Véritable petit chef-d’œuvre de Jerry Goldsmith, ‘The Illustrated Man’ est une nouvelle preuve de l’immense savoir-faire d’un compositeur ayant atteint une certaine maturité de style à la fin des années 60, entamant un tournant décisif dans sa carrière avec le monumental ‘Planet of the Apes’ qui l’instaure définitivement comme l’un des musiciens savants majeurs du cinéma hollywoodien de l’époque. Ecrite dans la continuité de son précédent chef-d’œuvre pour le film de Franklin J. Schaffner, ‘The Illustrated Man’ est un parfait condensé de toute la science avant-gardiste et moderne de Jerry Goldsmith qui, à la fin des années 60, a su magnifiquement condenser toutes les nouvelles techniques d’écritures de la musique savante de l’époque pour l’associer à son style personnel et nous offrir quelques véritables trésors de la musique de film des années 60.

 

Jerry Goldsmith décrivait sa partition de 'The Illustrated Man' comme du "sérialisme lyrique", une expression originale qui pourrait parfaitement résumer l'ambiance forte et envoûtante de ce petit bijou du maestro californien.
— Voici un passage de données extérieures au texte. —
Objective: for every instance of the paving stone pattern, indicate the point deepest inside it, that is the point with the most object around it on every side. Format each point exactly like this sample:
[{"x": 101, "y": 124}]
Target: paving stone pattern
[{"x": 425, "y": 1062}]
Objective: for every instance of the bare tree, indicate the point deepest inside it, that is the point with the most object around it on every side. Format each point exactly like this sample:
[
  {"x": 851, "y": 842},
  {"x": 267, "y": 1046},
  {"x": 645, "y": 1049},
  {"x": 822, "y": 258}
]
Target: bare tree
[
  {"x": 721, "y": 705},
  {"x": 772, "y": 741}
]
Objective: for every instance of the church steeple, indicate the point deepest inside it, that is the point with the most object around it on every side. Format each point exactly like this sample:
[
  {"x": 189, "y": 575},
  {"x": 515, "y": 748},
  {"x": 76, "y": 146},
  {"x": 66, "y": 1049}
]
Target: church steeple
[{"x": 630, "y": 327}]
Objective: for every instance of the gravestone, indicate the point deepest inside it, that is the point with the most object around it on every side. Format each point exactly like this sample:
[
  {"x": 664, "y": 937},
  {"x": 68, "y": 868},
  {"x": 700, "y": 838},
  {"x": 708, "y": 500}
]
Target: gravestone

Bien qu’ayant toujours injustement vécue dans l’ombre de ‘Planet of the Apes’, la musique de ‘The Illustrated Man’ n’en est pas moins pour autant un véritable trésor d’inventivité, d’expérimentation et de modernisme, une musique complexe, sérielle et avant-gardiste qui instaure tout au long du film de Jack Smight une atmosphère psychologique et étrange absolument parfaite. Voilà donc une partition passionnante à redécouvrir absolument grâce à la magnifique édition complète de chez FSM!